I like to think about it as described in this article by Shankar. In counterterm renormalization, you are essentially studying Wilsonian renormalization, but with the intention of sending the cutoff to infinity at the end (as is necessary to have a continuum definition of a field theory). The UV "divergences" that show up in perturbation theory are the result of taking this limit sloppily. Counterterms are a mathematical construct that allow you to take this limit more carefully. The fact that the counterterms can be different depending on renormalization scheme, but the physics must be independent of the choice of scheme, is what leads to the idea of scale dependence and running couplings in the counterterm picture (this is why we are free to use MS, MS bar, or on shell, and not worry about conflicts in predictions). From this point of view, in counterterm renormalization, we integrate out the modes above some cutoff, which (as we know from the Wilsonian picture) gives finite results for the couplings as functions of the cutoff. We then use this result to define the continuum limit of the field theory, by pushing the cutoff to infinity, equivalent to taking it as much larger than any scales of interest. This leaves us with counterterms capturing the limiting behavior of the cutoff dependence necessary for the limit to exist, and an arbitrary mass scale capturing what the Wilsonian picture told us about the scaling behavior of the theory. For the other part of your question, yes, Wilsonian renormalization can be done loopwise. By symmetry, the Feynman diagrams which show up in perturbative field theoretic calculations will be identical to the Feynman diagrams generating corrections to the couplings from the fast modes, with the only difference being that the integrals are now convergent, taken over the momentum shell from the scaled down cutoff to the original cutoff.

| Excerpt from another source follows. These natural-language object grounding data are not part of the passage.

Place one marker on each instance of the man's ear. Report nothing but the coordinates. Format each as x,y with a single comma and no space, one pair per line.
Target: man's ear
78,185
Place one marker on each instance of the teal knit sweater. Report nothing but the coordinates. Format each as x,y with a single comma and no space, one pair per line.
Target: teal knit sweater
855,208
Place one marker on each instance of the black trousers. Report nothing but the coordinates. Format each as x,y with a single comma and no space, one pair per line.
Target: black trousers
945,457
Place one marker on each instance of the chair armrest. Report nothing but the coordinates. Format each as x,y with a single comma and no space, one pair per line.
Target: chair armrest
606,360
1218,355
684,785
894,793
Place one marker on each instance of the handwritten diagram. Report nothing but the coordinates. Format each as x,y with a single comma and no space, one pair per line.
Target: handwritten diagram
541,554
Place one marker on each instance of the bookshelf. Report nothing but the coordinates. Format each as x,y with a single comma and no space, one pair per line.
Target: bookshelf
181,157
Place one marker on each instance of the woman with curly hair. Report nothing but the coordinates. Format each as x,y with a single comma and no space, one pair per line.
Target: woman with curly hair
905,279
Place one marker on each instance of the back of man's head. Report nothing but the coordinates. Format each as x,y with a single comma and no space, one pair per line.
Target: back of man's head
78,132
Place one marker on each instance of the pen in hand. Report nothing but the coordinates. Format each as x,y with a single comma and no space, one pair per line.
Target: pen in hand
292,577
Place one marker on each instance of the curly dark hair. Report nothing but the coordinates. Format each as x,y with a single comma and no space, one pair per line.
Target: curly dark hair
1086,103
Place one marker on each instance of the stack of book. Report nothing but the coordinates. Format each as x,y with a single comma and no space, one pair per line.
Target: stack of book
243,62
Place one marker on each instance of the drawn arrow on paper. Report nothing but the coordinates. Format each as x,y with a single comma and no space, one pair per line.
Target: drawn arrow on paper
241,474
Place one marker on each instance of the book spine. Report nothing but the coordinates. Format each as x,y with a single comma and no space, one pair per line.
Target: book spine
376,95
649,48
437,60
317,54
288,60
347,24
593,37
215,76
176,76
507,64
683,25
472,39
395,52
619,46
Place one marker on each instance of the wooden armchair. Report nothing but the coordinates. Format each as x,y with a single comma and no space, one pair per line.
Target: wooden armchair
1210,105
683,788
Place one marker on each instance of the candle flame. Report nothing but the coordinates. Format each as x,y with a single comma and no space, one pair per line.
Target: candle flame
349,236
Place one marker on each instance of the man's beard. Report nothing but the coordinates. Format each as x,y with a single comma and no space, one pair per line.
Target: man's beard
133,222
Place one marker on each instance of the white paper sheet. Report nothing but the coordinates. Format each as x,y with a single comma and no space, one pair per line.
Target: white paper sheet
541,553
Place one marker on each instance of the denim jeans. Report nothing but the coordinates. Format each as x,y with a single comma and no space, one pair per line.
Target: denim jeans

I would like to add one additional note: the leftover information from Wilsonian renormalization of a perturbatively renormalizable field theory after the continuum limit has been taken can also be viewed as the information telling us about the anomaly of scale invariance. From this point of view, Wilsonian renormalization is a more careful way of handling how scale invariance behaves at the quantum level, by studying the proper way to apply a scale transformation to the path integral. This is analogous to how Fujikawa computed the chiral anomaly; he looked at the fact that the path integral measure broke the symmetry. In this case, it's not as "obvious" as the measure breaking the symmetry, it's the loop corrections which appear in the Wilsonian effective action which break the symmetry. The beta functions tell us exactly how it is broken (or preserved, in very special cases!).
Hope this helped.
Edit: It has been some time since I wrote the original answer, and I am not completely satisfied with it (some issues regarding these concepts were brought up again to me recently). The description here is, of course, very rough. The Wilsonian point of view gives us a philosophy to understand effective field theories and why renormalization works, but in involved calculations the old way is preferred. Ideas from the "Exact Renormalization Group" are the closest thing in existence to making the connection between the points of view precise, but even in those cases the computations in the Wilson scheme are simply intractable. At the end of the day, it comes down to an issue of philosophy and pragmatism. The best choice is to use counterterm renormalization to compute, and the Wilson view to interpret.
Best Answer
I think it's quite easy to prove with functional integrals. In Wilson renormalization one splits the field in low energy modes and high energy ones, say $\phi = \varphi + \Phi$, where $\varphi$ only has support on small momenta and $\Phi$ on large ones. The action will be $S[\varphi,\Phi] = S_1[\varphi] + S_2[\Phi] + S_\text{int}[\varphi,\Phi]$.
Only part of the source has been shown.